Quantification of Na+-Ca2+ Exchanger and SR
Ca2+-ATPase Protein Levels
Preparation of Cardiac Tissue Homogenates
Samples of the left or right ventricular free wall
were taken immediately after explantation, quickly frozen in liquid
nitrogen, and stored at -80°C until use.
Approximately 100 mg of myocardium was thawed in a 9-fold volume of an ice-cold solution of 20 mmol/L Na-HEPES, pH 7.4, 4 mmol/L EGTA, and 1 mmol/L DTT containing 0.1 mmol/L leupeptin, 0.3 mmol/L PMSF, and 0.15 µmol/L aprotinin. Homogenization was performed at 4°C for 8x15 seconds by use of a Polytron Homogenizer PT-K (Brinkman Instruments), followed by 15 strokes of a glass homogenizer. The protein concentrations were determined in triplicate according to Lowry et al.19 The yield of protein per gram of wet weight was 129±7, 128±4, and 134±5 mg/g in myocardium from group I, group II, and group III muscles, respectively, and 111±7 mg/g in myocardium from nonfailing hearts (no significant differences between groups).
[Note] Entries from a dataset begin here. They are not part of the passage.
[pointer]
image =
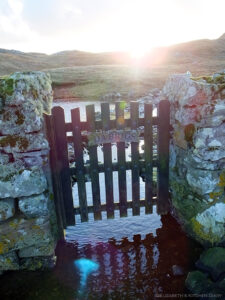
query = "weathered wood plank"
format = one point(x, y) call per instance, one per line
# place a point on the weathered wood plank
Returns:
point(115, 167)
point(56, 183)
point(78, 148)
point(116, 206)
point(134, 115)
point(120, 123)
point(112, 124)
point(148, 157)
point(107, 150)
point(163, 156)
point(93, 154)
point(63, 163)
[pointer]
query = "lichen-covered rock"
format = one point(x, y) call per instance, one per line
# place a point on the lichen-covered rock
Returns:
point(209, 225)
point(21, 233)
point(4, 158)
point(212, 261)
point(24, 171)
point(7, 208)
point(27, 87)
point(34, 206)
point(15, 120)
point(24, 183)
point(42, 250)
point(37, 263)
point(202, 181)
point(23, 143)
point(197, 154)
point(35, 158)
point(9, 261)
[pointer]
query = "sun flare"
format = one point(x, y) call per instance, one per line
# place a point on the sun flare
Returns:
point(137, 53)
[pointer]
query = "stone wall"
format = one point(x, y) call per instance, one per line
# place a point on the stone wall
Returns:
point(27, 218)
point(197, 154)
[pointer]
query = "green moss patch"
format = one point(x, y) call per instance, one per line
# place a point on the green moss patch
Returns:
point(189, 131)
point(13, 140)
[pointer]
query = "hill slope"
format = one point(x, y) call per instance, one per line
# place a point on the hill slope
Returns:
point(83, 75)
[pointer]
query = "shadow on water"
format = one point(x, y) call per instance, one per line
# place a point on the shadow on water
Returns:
point(137, 269)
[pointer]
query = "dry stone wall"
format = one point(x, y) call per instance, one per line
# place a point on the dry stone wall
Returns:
point(197, 154)
point(27, 216)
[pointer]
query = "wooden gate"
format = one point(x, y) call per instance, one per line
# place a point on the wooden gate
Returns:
point(122, 131)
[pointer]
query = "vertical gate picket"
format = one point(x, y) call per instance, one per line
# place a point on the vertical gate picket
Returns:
point(134, 116)
point(80, 172)
point(148, 157)
point(107, 149)
point(120, 124)
point(57, 188)
point(63, 163)
point(90, 112)
point(163, 157)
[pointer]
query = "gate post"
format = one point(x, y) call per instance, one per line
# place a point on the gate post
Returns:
point(163, 156)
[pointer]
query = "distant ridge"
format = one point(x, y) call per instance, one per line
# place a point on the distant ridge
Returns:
point(202, 52)
point(222, 37)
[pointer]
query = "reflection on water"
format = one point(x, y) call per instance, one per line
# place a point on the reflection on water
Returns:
point(127, 258)
point(85, 267)
point(140, 267)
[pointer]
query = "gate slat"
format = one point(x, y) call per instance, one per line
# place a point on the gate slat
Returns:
point(80, 171)
point(120, 122)
point(163, 157)
point(107, 150)
point(90, 112)
point(134, 115)
point(63, 163)
point(148, 157)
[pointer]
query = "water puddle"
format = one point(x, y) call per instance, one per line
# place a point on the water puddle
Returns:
point(90, 265)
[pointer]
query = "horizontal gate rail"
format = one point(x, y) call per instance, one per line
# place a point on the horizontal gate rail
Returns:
point(103, 207)
point(78, 133)
point(112, 124)
point(115, 167)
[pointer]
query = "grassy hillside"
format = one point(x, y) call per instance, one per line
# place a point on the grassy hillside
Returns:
point(82, 75)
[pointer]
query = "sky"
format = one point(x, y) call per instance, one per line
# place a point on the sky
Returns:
point(135, 26)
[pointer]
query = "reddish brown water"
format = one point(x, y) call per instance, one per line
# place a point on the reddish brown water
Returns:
point(137, 269)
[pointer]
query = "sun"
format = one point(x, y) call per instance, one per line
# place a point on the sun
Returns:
point(137, 53)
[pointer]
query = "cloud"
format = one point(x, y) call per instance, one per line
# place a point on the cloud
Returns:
point(13, 28)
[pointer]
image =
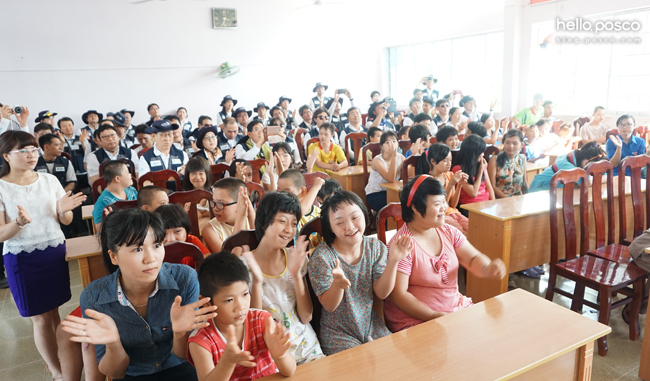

In addition, there were no differences in protein yields between left and right ventricular myocardium. Aliquots of the homogenates were frozen in liquid nitrogen and stored at -80°C until use.
Western Blot Analysis
Equal amounts of protein from all samples were subjected to
SDS-PAGE according to Laemmli20 and blotted to
nitrocellulose.21 The blots were blocked in 5% nonfat
milk dissolved in TBS (20 mmol/L Tris-Cl, pH 7.4, 150 mmol/L
NaCl), then probed for 2 hours with an antibody to
Na+-Ca2+
exchanger22 diluted 1:3000 in TBS containing 1% bovine
serum albumin and 0.1% Tween 20, or with antibodies to SR
Ca2+-ATPase (1:10 000)23 and
calsequestrin (1:2000),24 respectively. Then, the
membranes were incubated for 1 hour with a peroxidase-labeled antibody
(Amersham Buchler Ltd). Immunoreactive bands were visualized by use of
a chemoluminescence kit (Amersham Buchler Ltd) and exposure to a Kodak
x-ray film. Specific bands were seen at 120, 70, and 40 kDa with the
Na+-Ca2+–exchanger
antibody, at 105 kDa with the SR Ca2+-ATPase
antibody, and at 53 kDa with the calsequestrin
antibody.8 14 22
Quantification of Immunoreactive Bands
Band densities were evaluated by use of a 2202 Ultrascan laser
densitometer (LKB). Densitometric units of bands obtained with the
Na+-Ca2+–exchanger
antibody were added.14 22 Because several blots had to be
performed to determine levels of each protein in all samples, 1 heart
was used as a reference on all blots.
Na+-Ca2+ exchanger and SR
Ca2+-ATPase protein levels were normalized to
calsequestrin protein levels to account for differences in connective
tissue content. Each individual value represents the mean of 2
independent determinations. We plotted different amounts of proteins to
corresponding densitometric units to check linearity of the assay
before each series of blots.
Statistical Analysis
Data are expressed as mean±SEM. Comparisons of force values at
different stimulation rates were performed by repeated-measures ANOVA,
followed by Student-Newman-Keuls test. Differences between protein
levels or force values of the different groups were tested for
significance by 1-way ANOVA, followed by Student-Newman-Keuls test, or
by Kruskal-Wallis 1-way ANOVA on ranks, followed by the Dunn test.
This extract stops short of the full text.